In the classroom, I worry. It’s hard for the students to find true peers sometimes. And, I hear students maybe not quite certain how to know and put into words commentary that will be helpful. But, the social aspect, having people respond to your work with joy and pleasure, laughter and attentiveness—it’s a place in the university where we are with each other in a very meaningful way, I think.
AH: What writing projects are you working on right now? How do you balance more than one project at a time?
HS: The projects are all at various stages of completion. So it’s like parenting a herd of small children. Some can’t walk at all, so they need to be carried—you can’t ever really set this one down. Others are coming and going—off to a reader, back from an editor—and they need a very different kind of attention. My work is just trying to move everyone through the process, and not rush, but there’s always some rushing. I never feel I’m working enough, or learning enough, or reading enough. A thousand ways of being far behind.
I don’t like to talk about the work—forgive me for dodging your question. I don’t like to talk about the specific pieces before, during, or after. I’m, at my core, a shy person. It makes me sometimes a difficult person. I don’t love the talking aspects of our work. I struggle with parties and gatheringish things. I’d rather be working. Sullen. Sorry.

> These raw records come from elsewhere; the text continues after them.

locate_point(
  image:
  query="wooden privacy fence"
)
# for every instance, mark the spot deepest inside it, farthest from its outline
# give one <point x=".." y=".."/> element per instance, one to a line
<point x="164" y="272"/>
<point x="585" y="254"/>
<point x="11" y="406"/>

AH: Who are you reading right now? Who do you want to read more of, and why?
HS: Much of my time is spent reading the works of my students. Then, I’m reading literary magazines, manuscripts for friends and colleagues. Then, I’m reading for the textbook—always trolling for the pieces that will teach the strategies best. My passionate reading varies widely. I’m devoted to The New York Times and The New Yorker. I read a lot about Florida history, the natural world, and art. I read a lot of text and image works. I read a lot of biography, especially of artists. I like books about creative process and philosophy of pedagogy. Poetry.
AH: What suggestions do you have for writers who are trying to develop a writing routine?
HS: Develop a routine.
AH: What questions should writers ask themselves throughout the writing process?
HS: No questions during the process.
After, when reading, from a hard copy, with a pencil, aloud: am I telling the truth? Am I telling the truth? Am I telling the truth?